L'enfant regarda de nouveau par la fenêtre et reprit en réfléchissant:—Tu as raison... c'est moins élevé que cela ne me l'avait paru d'abord; mais cette corde, Septimine, comment me la procurer? et puis lorsque je serais en bas... pendant la nuit? que ferais-je?

—Au bas de cette fenêtre vous trouveriez mon père, il vous jetterait sur les épaules la mante à capuchon que je porte habituellement; je ne suis guère plus grande que vous; en croisant bien la mante et rabaissant le capuchon sur votre visage, mon père pourrait, la nuit aidant, vous faire passer pour moi, traverser l'intérieur du couvent, regagner sa loge au dehors; là des amis de votre père vous attendraient avec des chevaux; vous partiriez vite, vous auriez toute la nuit devant vous, et le matin quand on s'apercevrait de votre fuite, il serait trop tard pour courir après vous... Maintenant, répondez, aurez-vous le courage de descendre par cette fenêtre pour regagner votre liberté?

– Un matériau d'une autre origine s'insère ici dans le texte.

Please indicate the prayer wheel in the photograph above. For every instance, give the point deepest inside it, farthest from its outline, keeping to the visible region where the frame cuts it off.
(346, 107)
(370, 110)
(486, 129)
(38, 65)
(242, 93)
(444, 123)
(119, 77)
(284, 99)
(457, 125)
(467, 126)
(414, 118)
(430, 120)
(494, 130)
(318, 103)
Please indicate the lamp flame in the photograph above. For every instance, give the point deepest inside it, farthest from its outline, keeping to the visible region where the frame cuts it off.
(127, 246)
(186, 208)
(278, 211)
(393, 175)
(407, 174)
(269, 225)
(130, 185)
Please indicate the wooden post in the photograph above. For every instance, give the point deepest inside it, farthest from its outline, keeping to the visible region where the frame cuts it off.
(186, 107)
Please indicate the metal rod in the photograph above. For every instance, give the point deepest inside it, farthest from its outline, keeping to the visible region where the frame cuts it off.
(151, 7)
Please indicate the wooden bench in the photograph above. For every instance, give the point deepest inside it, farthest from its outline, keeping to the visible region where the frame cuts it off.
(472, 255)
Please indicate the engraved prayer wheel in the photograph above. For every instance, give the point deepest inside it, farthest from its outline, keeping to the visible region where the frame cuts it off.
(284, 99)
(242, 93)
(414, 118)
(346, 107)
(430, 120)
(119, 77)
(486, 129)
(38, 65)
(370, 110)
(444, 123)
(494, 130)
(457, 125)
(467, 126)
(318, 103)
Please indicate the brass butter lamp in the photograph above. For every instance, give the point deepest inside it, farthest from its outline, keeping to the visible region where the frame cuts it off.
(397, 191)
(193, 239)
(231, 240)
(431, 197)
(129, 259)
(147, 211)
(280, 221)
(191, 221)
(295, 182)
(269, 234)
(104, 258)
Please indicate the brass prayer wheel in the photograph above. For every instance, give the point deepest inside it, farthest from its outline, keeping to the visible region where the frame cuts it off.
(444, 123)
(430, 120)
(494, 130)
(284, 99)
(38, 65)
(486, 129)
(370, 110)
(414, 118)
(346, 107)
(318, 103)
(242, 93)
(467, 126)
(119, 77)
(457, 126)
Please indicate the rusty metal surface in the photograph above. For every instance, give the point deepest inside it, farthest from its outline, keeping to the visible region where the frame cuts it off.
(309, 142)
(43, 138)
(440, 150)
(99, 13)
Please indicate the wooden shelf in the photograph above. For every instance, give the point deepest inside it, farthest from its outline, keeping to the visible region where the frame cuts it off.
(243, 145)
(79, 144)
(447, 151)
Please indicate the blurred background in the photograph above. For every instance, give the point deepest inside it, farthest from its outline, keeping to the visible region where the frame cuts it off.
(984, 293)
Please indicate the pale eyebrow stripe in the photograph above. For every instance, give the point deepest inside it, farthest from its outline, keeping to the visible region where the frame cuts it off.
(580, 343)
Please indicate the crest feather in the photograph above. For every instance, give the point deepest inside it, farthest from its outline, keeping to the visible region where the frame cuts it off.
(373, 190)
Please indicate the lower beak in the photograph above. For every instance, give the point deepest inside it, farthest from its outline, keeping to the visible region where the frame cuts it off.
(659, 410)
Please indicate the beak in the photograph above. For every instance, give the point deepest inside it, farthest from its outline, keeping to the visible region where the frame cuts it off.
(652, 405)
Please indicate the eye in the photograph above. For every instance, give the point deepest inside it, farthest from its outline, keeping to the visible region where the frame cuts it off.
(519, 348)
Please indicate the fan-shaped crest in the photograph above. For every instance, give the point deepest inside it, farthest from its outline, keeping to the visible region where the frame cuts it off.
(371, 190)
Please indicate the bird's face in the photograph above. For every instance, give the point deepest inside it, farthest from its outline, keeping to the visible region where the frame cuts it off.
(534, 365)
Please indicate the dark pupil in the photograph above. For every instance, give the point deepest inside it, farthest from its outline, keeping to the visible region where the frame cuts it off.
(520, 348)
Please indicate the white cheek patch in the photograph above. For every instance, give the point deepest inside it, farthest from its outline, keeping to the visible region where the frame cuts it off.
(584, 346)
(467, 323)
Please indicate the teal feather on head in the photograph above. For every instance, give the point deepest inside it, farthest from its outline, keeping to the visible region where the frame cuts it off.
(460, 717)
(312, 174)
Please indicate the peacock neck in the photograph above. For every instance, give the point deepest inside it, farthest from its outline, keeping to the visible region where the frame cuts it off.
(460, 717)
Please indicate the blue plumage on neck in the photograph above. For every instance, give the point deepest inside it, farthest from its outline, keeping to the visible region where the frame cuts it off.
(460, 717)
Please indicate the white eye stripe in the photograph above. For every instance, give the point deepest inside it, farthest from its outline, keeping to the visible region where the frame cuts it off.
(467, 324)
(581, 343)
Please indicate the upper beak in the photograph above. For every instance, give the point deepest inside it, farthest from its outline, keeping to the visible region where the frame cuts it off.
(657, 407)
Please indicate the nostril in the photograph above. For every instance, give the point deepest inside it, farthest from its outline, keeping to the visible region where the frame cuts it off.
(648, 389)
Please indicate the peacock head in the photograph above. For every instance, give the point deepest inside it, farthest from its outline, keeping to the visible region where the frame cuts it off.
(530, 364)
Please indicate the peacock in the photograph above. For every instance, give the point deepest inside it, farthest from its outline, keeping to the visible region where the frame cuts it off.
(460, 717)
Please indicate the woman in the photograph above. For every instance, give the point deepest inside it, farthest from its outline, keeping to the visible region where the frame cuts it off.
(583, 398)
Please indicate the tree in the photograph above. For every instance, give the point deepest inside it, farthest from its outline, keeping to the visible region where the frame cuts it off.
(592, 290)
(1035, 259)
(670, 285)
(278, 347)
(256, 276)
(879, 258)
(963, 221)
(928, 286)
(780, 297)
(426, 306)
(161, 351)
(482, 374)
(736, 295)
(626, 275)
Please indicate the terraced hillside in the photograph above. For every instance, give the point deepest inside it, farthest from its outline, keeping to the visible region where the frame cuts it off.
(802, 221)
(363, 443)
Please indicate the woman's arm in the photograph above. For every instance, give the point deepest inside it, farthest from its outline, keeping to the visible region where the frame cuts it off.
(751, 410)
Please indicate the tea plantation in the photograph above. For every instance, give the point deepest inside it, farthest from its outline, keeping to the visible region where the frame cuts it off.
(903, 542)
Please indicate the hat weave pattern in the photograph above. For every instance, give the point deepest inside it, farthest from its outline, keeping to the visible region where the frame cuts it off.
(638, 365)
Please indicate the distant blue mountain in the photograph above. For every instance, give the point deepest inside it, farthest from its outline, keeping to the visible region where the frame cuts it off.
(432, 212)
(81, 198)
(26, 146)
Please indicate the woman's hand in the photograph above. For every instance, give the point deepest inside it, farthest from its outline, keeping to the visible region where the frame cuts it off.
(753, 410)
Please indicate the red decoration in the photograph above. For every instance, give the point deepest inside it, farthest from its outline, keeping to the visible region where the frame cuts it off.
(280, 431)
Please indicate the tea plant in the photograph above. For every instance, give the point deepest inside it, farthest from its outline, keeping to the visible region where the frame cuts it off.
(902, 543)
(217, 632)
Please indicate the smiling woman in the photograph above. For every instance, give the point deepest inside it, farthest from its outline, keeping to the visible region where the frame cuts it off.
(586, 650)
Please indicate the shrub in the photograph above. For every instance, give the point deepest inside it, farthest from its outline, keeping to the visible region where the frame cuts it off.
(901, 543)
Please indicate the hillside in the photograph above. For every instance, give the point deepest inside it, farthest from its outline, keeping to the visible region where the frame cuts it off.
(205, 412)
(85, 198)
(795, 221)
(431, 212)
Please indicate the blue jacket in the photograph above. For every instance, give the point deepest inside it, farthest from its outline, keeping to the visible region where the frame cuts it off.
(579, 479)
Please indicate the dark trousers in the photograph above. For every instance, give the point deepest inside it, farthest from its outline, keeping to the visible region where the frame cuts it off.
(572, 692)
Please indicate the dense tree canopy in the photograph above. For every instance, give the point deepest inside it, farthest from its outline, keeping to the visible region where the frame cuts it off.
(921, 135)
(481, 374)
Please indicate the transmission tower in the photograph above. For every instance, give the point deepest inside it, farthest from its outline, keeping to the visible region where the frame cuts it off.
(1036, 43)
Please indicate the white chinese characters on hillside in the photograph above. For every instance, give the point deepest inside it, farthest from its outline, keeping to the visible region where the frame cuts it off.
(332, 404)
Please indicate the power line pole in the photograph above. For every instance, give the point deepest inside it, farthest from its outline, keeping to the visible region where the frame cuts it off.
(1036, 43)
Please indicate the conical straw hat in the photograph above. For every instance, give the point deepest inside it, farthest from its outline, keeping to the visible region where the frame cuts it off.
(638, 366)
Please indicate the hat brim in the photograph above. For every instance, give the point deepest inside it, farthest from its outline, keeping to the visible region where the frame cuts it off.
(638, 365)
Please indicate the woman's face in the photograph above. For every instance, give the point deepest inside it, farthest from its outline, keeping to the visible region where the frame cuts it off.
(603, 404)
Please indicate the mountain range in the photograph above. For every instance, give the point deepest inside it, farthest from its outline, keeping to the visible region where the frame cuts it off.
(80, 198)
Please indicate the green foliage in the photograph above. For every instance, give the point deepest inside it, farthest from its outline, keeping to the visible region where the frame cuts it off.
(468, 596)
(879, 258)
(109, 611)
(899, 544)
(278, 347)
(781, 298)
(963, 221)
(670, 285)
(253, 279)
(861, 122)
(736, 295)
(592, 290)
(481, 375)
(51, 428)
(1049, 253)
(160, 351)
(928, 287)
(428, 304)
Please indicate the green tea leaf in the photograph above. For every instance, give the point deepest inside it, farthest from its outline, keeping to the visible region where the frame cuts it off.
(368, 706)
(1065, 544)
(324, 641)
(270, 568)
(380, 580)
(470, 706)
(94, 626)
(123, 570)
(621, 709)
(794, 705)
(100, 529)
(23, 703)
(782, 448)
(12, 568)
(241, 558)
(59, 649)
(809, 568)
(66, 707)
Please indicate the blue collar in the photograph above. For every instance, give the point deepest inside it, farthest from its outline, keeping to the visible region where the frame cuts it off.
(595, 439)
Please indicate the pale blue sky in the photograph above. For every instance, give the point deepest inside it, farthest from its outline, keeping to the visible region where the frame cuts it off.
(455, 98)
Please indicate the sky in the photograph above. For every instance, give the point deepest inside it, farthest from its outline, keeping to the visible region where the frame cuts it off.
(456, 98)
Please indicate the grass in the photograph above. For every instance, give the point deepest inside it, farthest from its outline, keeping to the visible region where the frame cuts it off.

—O Septimine! j'en ai fort envie, mais...

—Mais vous avez peur... Fi! un grand garçon comme vous!

—Et cette corde qui me la donnerait?

—Moi... Répondez: êtes-vous décidé? Il faut-vous hâter, les amis de votre père sont dans les environs... ils viendront durant cette nuit et celle de demain attendre avec les chevaux, non loin des murs du couvent...

—Septimine, j'aurai le courage de descendre...

—Un dernier mot, Chilpérik,—dit la jeune fille d'une voix triste et émue:—Ma mère, mon père et moi nous nous exposons à des peines terribles, à la mort peut-être... en favorisant votre fuite! nous n'avons d'autre intérêt à cela que la pitié que vous nous faites... lorsque l'on a proposé à mon père d'aider à votre évasion, on lui a offert de l'argent; il a refusé, disant: «—Je ne veux d'autre récompense que la satisfaction de contribuer à la délivrance de ce pauvre petit, qui est toujours triste ou pleurant depuis dix-huit mois, et qui périrait ici de chagrin.»

—Oh! sois tranquille; quand je serai roi comme mon père, je te ferai de beaux présents.

—Je n'ai pas besoin de vos présents; vous êtes un enfant très à plaindre; voilà ce qui nous touche, et comme disait mon père, qui sait bien des choses, quoique esclave: «—Ce n'est pas parce que ce pauvre petit est fils de roi qu'il m'intéresse, car, après tout, il est de la race de ces Franks qui nous tiennent en esclavage, nous autres Gaulois, depuis Clovis; non, je veux tâcher de le sauver parce qu'il me fait peine à voir...»—Songez-y, Chilpérik, la moindre indiscrétion de votre part attirerait sur nous de terribles malheurs.